Hémicycle du Sénat ©Sénat.fr
Le sénateur socialiste Éric Kerrouche a déposé une proposition de loi visant à empêcher l’organisation d’un référendum sur l’immigration par le Rassemblement national en cas d’accession au pouvoir. L’élu PS souhaite interdire l’usage de l’article 11 de la Constitution à des fins de révision constitutionnelle, méthode que pourrait employer Marine Le Pen pour contourner le Parlement.
Un texte qui a peu de chance de passer au Sénat
Depuis janvier 2024, le RN a présenté à l’Assemblée nationale une proposition de loi constitutionnelle baptisée «citoyenneté-identité-immigration». Ce texte vise à supprimer le droit du sol, restreindre l’asile et inscrire la priorité nationale dans la Constitution. Le parti dirigé par Jordan Bardella envisage, en cas de victoire présidentielle, d’imposer ces réformes par référendum. Le vecteur utilisé serait l’article 11 de la Constitution, traditionnellement réservé aux consultations sur la politique économique, sociale ou environnementale.
Ce recours controversé à l’article 11 inquiète plusieurs juristes et responsables politiques. Le Conseil constitutionnel a déjà rappelé que cet article ne permet pas de modifier la Constitution, contrairement à l’article 89, qui prévoit une procédure parlementaire encadrée. Le sénateur Éric Kerrouche a décidé de formaliser cette restriction par une proposition de loi constitutionnelle, selon Public Sénat.
Éric Kerrouche dénonce un contournement du Parlement
Dans sa proposition de loi, Éric Kerrouche souhaite graver dans le marbre constitutionnel l’impossibilité de recourir à l’article 11 pour toute réforme touchant aux principes fondamentaux de la République. Il estime que le RN entend détourner la procédure référendaire pour imposer un projet jugé inconstitutionnel par de nombreux spécialistes. L’élu landais affirme que Marine Le Pen veut «transformer la Constitution» pour «la vider de l’ensemble de ses principes» fondateurs, dont ceux de la Déclaration des droits de l’homme et du citoyen.

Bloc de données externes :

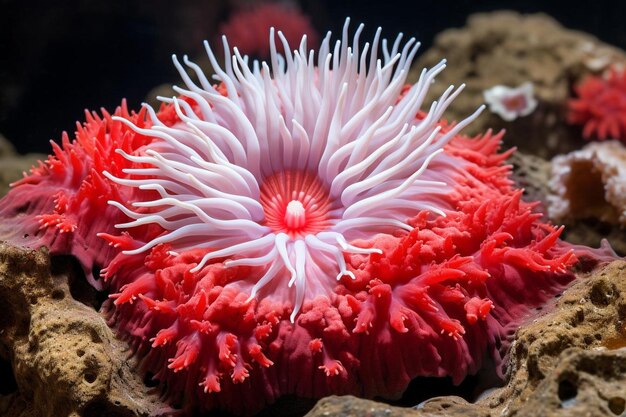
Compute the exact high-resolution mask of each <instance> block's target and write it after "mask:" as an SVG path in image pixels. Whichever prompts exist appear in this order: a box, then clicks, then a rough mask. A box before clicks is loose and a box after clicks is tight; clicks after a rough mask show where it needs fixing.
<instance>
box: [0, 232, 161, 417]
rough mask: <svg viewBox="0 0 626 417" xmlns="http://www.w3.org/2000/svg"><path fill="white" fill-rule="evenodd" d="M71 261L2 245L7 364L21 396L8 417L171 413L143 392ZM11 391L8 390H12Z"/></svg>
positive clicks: (9, 414)
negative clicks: (19, 416)
mask: <svg viewBox="0 0 626 417" xmlns="http://www.w3.org/2000/svg"><path fill="white" fill-rule="evenodd" d="M77 272H78V268H76V267H75V266H74V264H72V262H71V261H70V259H54V260H53V261H52V262H51V261H50V259H49V257H48V255H47V254H46V252H45V251H43V250H42V251H28V250H22V249H19V248H16V247H11V246H8V245H6V244H2V243H0V305H1V306H2V315H0V358H2V359H4V360H7V361H10V363H11V364H12V371H13V378H14V380H15V383H16V386H17V387H16V390H15V391H14V392H11V393H7V395H4V396H0V415H3V416H24V417H25V416H38V417H45V416H54V417H57V416H79V415H80V416H83V415H84V416H105V415H107V416H108V415H115V416H135V415H150V414H153V413H155V412H156V411H158V410H160V409H165V406H164V405H163V404H162V403H161V402H159V400H158V399H157V398H156V397H154V396H153V395H151V394H149V393H148V391H149V388H148V387H146V386H145V385H144V384H143V381H142V380H141V379H140V378H139V377H138V373H136V372H134V370H133V361H132V360H128V358H127V356H128V352H127V347H126V346H125V345H124V344H123V343H122V342H120V341H119V340H117V339H115V337H114V336H113V333H112V332H111V330H110V329H109V327H108V326H107V324H106V322H105V320H104V318H103V317H102V315H100V314H99V313H98V312H97V311H96V310H95V308H94V304H97V294H95V293H94V292H93V291H92V290H90V287H88V286H87V284H86V283H85V282H84V278H79V273H77ZM5 391H6V390H5Z"/></svg>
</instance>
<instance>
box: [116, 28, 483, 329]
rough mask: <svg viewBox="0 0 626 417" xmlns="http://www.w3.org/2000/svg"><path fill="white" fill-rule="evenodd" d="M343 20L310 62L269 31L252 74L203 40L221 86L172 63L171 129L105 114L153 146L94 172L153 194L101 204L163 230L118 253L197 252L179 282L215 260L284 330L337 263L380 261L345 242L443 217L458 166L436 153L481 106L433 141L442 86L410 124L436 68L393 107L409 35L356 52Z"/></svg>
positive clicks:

«Elle le fera par référendum, en contournant le Parlement, pour mettre en place une Constitution qui serait éminemment xénophobe», a-t-il déclaré auprès de Public Sénat. Le sénateur PS appelle donc à sécuriser les mécanismes constitutionnels pour éviter tout usage abusif d’un article initialement conçu pour d’autres domaines. Cette démarche rejoint les inquiétudes déjà exprimées par plusieurs constitutionnalistes et anciens membres du Conseil d’État, qui ont alerté sur les risques d’un «référendum d’opportunité» contraire à l’esprit de la Ve République.
Une bataille juridique et politique en perspective
La proposition du sénateur socialiste intervient dans un climat politique tendu, où le débat sur l’immigration revient régulièrement au centre de la scène. Elle pourrait relancer les discussions sur la réforme des institutions et sur les pouvoirs conférés au président de la République. En cas d’élection en 2027, Marine Le Pen pourrait, selon ses proches, consulter directement le peuple sur ses priorités politiques, notamment migratoires. Néanmoins, il faut ajouter que l’élection de Bruno Retailleau à la tête des Républicains ne fait que renforcer cette volonté de consulter le peuple sur des questions essentielles de son quotidien.
Toutefois, selon plusieurs analystes, une telle stratégie pourrait être invalidée par le Conseil constitutionnel. En déposant ce texte, Éric Kerrouche cherche à prévenir toute tentative de contournement institutionnel. Reste à savoir si sa proposition sera débattue et votée avant la prochaine échéance présidentielle. Le gouvernement ne s’est pour l’heure pas exprimé sur le fond du texte.